There are a number of other properties or relationships that can be defined, with each relationship generally identifying a class in the overall entity relationship diagram. For instance, a given book may have multiple copies, you may have different media (such as audio books or DVDs), this can be extended to include which library currently contains the book, who has it borrowed and so forth.

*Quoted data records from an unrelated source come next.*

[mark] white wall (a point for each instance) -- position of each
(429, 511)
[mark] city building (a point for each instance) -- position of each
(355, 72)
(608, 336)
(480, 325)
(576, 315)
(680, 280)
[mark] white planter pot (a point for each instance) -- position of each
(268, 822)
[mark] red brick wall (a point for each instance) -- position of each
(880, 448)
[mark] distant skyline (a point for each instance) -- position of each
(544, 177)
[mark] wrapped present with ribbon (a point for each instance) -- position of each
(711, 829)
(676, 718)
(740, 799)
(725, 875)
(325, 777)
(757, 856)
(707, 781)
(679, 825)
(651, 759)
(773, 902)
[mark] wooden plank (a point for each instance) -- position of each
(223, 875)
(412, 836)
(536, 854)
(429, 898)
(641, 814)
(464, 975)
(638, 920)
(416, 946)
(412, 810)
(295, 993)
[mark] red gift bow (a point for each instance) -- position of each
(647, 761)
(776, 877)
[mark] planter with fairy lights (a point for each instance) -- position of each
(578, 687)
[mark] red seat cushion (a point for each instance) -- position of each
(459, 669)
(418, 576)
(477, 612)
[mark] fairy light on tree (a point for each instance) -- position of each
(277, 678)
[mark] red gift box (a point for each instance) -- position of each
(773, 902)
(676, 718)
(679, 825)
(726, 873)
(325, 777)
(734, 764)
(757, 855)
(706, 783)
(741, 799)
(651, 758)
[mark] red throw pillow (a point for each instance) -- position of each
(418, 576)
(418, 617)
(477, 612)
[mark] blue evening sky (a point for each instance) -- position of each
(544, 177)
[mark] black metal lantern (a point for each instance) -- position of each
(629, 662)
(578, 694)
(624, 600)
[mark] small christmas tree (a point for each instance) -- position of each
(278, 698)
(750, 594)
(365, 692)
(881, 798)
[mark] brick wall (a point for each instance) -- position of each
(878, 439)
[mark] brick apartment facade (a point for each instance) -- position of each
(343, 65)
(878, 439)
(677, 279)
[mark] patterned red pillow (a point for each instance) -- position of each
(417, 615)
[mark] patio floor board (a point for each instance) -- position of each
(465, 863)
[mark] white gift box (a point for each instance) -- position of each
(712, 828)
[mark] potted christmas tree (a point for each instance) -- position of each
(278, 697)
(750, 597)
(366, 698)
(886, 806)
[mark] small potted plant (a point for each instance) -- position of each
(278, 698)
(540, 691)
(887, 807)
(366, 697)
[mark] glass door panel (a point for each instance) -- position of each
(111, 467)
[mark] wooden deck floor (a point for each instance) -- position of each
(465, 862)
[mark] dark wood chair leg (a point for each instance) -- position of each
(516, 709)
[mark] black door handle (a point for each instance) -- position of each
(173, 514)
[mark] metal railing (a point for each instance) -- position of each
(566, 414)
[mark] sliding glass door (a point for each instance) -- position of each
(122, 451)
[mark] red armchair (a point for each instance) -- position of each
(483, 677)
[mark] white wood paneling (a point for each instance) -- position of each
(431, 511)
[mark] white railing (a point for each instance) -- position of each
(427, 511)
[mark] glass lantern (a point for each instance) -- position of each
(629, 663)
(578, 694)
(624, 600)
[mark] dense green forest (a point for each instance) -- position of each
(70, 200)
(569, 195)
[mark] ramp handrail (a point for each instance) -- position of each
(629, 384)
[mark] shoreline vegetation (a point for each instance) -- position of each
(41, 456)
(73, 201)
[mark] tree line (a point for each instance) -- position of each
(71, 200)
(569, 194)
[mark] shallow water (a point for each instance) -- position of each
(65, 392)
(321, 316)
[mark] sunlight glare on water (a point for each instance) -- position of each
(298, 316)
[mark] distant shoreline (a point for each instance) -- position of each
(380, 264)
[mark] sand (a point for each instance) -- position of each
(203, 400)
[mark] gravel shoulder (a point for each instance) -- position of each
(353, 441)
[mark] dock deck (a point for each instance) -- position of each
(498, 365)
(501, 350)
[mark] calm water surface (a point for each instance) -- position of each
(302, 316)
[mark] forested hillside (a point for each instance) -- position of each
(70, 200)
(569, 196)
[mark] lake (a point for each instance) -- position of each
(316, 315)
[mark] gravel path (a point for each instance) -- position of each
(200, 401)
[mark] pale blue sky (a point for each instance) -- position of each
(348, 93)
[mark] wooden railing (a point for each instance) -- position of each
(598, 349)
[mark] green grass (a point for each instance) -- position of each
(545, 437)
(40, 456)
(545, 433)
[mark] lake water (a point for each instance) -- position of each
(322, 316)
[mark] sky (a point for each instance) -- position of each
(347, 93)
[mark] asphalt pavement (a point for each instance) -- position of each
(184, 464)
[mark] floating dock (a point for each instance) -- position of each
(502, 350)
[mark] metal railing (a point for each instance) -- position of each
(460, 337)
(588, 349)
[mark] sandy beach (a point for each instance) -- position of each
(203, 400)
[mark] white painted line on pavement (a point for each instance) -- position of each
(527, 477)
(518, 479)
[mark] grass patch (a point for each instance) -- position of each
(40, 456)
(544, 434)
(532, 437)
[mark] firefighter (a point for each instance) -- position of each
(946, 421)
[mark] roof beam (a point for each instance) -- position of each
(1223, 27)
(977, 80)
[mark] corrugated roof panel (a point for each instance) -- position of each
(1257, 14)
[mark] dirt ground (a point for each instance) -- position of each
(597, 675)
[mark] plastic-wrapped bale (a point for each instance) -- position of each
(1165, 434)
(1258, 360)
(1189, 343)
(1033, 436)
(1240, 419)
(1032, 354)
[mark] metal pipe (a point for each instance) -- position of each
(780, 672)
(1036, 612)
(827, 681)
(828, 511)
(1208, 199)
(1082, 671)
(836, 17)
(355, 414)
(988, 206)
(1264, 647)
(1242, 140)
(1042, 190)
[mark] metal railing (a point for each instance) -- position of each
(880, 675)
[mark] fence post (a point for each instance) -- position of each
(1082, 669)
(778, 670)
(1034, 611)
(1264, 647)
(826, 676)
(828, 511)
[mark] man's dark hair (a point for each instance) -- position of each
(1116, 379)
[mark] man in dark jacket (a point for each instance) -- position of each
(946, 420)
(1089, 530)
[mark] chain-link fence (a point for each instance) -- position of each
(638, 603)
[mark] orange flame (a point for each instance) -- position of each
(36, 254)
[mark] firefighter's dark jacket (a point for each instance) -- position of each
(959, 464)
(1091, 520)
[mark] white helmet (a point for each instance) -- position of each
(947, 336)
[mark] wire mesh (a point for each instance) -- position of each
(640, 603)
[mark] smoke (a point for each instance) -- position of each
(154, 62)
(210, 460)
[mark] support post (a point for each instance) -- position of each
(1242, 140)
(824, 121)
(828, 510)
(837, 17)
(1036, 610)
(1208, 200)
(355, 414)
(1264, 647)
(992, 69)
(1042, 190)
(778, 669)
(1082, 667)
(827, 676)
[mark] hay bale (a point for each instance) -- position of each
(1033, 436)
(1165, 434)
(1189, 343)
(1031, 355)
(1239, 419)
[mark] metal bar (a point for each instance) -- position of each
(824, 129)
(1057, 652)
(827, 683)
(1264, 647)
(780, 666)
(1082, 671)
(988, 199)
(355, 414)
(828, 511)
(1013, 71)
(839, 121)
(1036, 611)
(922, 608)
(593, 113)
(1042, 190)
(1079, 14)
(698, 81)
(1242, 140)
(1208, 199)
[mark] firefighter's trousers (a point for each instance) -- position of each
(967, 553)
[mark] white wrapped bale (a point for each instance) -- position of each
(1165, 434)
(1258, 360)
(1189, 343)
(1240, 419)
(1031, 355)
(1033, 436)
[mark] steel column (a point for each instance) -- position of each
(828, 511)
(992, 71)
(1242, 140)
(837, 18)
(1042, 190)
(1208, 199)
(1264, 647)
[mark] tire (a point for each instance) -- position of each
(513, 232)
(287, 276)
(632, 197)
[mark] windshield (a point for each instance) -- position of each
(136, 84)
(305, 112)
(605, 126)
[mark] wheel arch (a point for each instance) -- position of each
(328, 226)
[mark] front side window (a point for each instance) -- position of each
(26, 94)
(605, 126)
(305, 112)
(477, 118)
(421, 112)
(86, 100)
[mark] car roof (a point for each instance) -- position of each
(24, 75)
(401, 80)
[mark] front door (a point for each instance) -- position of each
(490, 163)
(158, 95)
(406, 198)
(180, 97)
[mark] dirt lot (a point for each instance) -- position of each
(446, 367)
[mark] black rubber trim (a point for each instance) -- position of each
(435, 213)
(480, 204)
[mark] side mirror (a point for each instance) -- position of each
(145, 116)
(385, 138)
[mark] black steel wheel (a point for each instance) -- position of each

This process can take a while - the goal with this stage of development is to figure out what relationships exist and are worth tracking, which properties are optional, and as such I find that the best approach to completing this is to do an initial run, then to pull in stakeholders and show the individual instances and how they interrelate. At that point, domain experts may point out information that needs to be captured that the model doesn't catch, but adding these properties can be done in a very ad hoc fashion.

Once the model has been sufficiently refined, the next stage of the process is converting this into an RDF-XML format, and from there into an XML format. Additionally, this is a good stage at which to use visualization tools such as raptor and dot to visualize the relationships in terms of a graph. I'll cover these in subsequent articles.